Updated: Mar 8, 2022

First released April 13, 2009.

On January 18, 2011, the Forecast Icing Potential (FIP) found on the operational Aviation Weather Center (AWC) website received a much-needed face lift. For this update, the Forecast Icing Potential was transitioned to the Forecast Icing Product (FIP). This next generation FIP is following in the footsteps of its analysis counterpart, the Current Icing Product (CIP). A little over two years prior, the Current Icing Potential also got a face lift and was transitioned to a suite of three (3) products, namely, CIP Probability, CIP Severity and CIP SLD - SLD stands for Supercooled Large Drop icing. FIP will underwent this same transformation in 2009, but the new calibrated version of FIP carries more than just a simple name change.

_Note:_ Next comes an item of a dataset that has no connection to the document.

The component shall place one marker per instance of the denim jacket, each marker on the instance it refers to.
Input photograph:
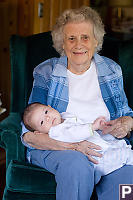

Just like CIP, FIP now consist of a suite of products, namely, FIP Probability, FIP Severity and FIP SLD. FIP severity also includes the 25-percent and 50-percent masked FIP severity products. With the addition of these products, FIP is also getting its turn to be calibrated. While the FIP severity field and FIP SLD field will look similar to the operational CIP counterpart, the FIP probability field will look a bit different especially at the forecasts beyond 6 hours.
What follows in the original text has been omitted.